# How the heck do you pronounce "Akatsuki"?



## WarmasterCain55 (Apr 13, 2007)

Title says it all


----------



## Bo shuriken (Apr 13, 2007)

Aw-cat-soo-key.


----------



## Caile (Apr 13, 2007)

Ah-Kah-Tsu-Kee.


----------



## fennixfire (Apr 13, 2007)

But didn't they pronounce it A-kat-ski?


----------



## darkwater297 (Apr 13, 2007)

Ah-cat-sue-key.


----------



## Whitest Rose (Apr 13, 2007)

I've heard it as "ah-kaht-soo-kee".....
But don't put too much emphasis on on syllable. ^^
Say "Akatsuki", not "Akatsuuuki"....

Did that make sense? ^^'?

Well, this is how I've heard it in the anime....0.0....


----------



## fennixfire (Apr 13, 2007)

Hm. Well this is bothering me now...


----------



## Lazybook (Apr 13, 2007)

Ah-Kah-Tsu-Key


----------



## fennixfire (Apr 13, 2007)

M said:


> I've heard it as "ah-kaht-soo-kee".....
> But don't put too much emphasis on on syllable. ^^
> Say "Akatsuki", not "Akatsuuuki"....
> 
> ...


 
I've been hearing and saying it like that too. That is until I heard it in the anime...


----------



## Kyo (Apr 13, 2007)

Hey guys. I've learnt Japanese and the correct pronunciation is Ah-Ka-tsu-Ki
pretty much, Ah-Car-Tsu-Key


----------



## Kakuzu (Apr 13, 2007)

fennixfire said:


> But didn't they pronounce it A-kat-ski?


This is correct.

Japanese people speak their language so quickly that vowel sounds often disappear.
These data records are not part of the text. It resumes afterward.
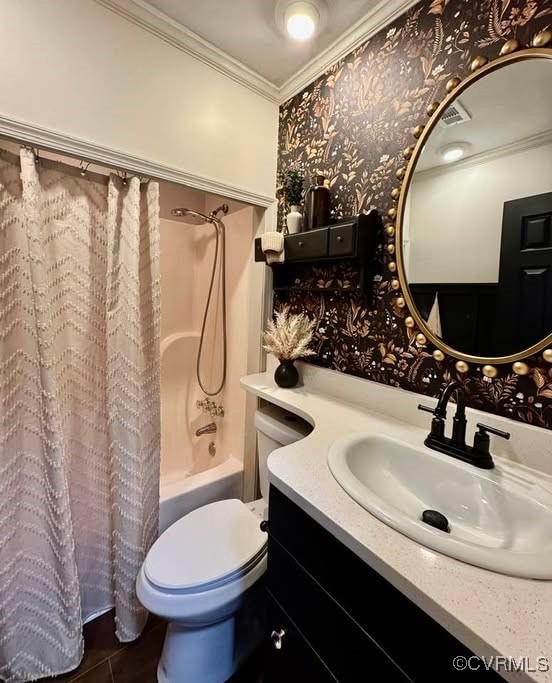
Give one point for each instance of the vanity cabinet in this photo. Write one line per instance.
(334, 618)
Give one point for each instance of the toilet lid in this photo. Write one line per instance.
(210, 545)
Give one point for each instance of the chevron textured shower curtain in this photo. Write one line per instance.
(79, 391)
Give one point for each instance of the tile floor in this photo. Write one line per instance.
(106, 660)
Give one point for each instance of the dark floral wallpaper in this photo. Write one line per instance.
(351, 124)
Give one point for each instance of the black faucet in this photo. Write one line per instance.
(455, 446)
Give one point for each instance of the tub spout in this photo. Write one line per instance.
(208, 429)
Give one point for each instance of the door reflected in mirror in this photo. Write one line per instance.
(477, 219)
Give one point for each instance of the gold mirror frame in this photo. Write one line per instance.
(511, 52)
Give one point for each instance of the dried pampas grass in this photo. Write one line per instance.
(288, 336)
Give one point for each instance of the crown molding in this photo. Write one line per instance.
(32, 135)
(523, 145)
(380, 16)
(144, 15)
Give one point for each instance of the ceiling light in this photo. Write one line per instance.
(301, 19)
(453, 152)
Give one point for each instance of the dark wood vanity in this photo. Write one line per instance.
(334, 618)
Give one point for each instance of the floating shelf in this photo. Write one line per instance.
(354, 239)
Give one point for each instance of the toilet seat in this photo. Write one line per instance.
(206, 549)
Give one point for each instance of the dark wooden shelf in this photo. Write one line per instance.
(354, 239)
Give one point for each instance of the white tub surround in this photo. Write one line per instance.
(491, 613)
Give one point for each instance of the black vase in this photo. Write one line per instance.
(286, 375)
(317, 204)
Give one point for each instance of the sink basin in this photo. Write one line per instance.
(499, 519)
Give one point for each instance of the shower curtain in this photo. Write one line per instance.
(79, 390)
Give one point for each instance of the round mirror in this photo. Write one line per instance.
(475, 218)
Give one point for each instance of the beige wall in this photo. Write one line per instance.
(74, 67)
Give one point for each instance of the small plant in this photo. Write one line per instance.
(288, 336)
(293, 186)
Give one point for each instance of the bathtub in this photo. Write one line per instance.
(190, 475)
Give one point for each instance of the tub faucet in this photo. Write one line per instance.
(208, 429)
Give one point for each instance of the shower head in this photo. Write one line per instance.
(191, 217)
(197, 218)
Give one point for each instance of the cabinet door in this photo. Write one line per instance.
(290, 657)
(307, 245)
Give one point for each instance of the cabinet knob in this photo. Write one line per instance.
(277, 638)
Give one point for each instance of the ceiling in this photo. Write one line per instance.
(498, 118)
(247, 31)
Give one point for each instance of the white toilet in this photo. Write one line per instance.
(202, 574)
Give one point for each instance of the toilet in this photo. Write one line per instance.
(203, 573)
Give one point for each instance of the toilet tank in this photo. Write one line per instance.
(276, 427)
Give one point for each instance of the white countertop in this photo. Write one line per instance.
(492, 614)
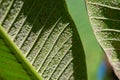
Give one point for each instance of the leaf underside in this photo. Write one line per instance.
(47, 37)
(105, 20)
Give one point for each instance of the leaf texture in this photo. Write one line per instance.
(47, 37)
(105, 20)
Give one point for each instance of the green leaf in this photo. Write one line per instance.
(105, 20)
(42, 39)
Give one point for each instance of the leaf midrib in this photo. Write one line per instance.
(19, 54)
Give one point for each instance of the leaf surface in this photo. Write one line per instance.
(43, 38)
(105, 20)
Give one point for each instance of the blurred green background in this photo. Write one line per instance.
(93, 51)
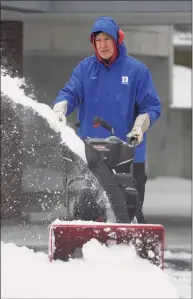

An example, for all you idiots playing the home game:

The names Sasuke, Kotetsu, and even...Akatsuki = Saskay, Kotets, and Akatski.


----------



## wickeddevil (Apr 13, 2007)

fennixfire said:


> But didn't they pronounce it A-kat-ski?


No, they're just pronouncing the 'tsu' quickly. Similar to how we say pro'bly instead of probably.


----------



## breakbeat oratory (Apr 13, 2007)

The proper pronunciation is Ah-Kaht-Sue-Key
But the 'Sue' syllable is said fast, so it sounds like Ah-Kaht-Ski


----------



## Tmb04 (Apr 13, 2007)

A-Cat-Su-Key


----------



## WarmasterCain55 (Apr 13, 2007)

Ok, i think i understand.


----------



## DarkFire (Apr 13, 2007)

a-ka-su-ki


----------



## Kakuzu (Apr 13, 2007)

fennixfire said:


> But didn't they pronounce it A-kat-ski?





wickeddevil said:


> No, they're just pronouncing the 'tsu' quickly.


LoL ..........


----------



## ArtsaBang (Apr 13, 2007)

Zabuza said:


> This is correct.
> 
> Japanese people speak their language so quickly that vowel sounds often disappear.
> 
> ...



Yeah, exactly, I was about to say that


----------



## Saya (Apr 13, 2007)

Ah-kaht-soo-kee.


----------



## Random Nobody (Apr 13, 2007)

I have no idea.


----------



## mastermuyo (Apr 13, 2007)

a-kat-sue-kee


----------



## Biohazard (Apr 13, 2007)

Ah-Kat-Ski. They say it pretty fast that's all you really hear.


----------



## X (Apr 13, 2007)

Ahh-Card-Sue-Key


----------



## Nebster (Apr 13, 2007)

ah-kat-su-ki
and sometimes
ah-kat-ski


----------



## ryne11 (Apr 13, 2007)

I love all the japanese scholars in this thread


----------



## CalRahhh (Apr 13, 2007)

A-Kat-sue-ki

I think its a tad confusing when they pronounce it in the show. Though not as confusing as how they pronounced Kishimoto's name in Gantz


----------



## Haku (Apr 13, 2007)

ArtsaBang said:


> Yeah, exactly, I was about to say that



also i agree with u guys!


----------



## cloudsymph (Apr 13, 2007)

a:ka:su:ki: this is linguistic writing by the way ^_^
for normal english readers its ah-ka-tsu-ki.  the t is very short its like you are saying su but there is a faint trace of 't'


----------



## Kuya (Apr 13, 2007)

uh cot sue key (really fast)


----------



## KentaLjung (Apr 13, 2007)

in japanese they just pronounce it without the "u"...therefore akatski


----------



## Dreikoo (Apr 13, 2007)

No they just say it fast and the tsu sounds like ts. There is no letter in japanese for just ts but there is a tsu and the word akatsuki means red (aka) moon(tsuki).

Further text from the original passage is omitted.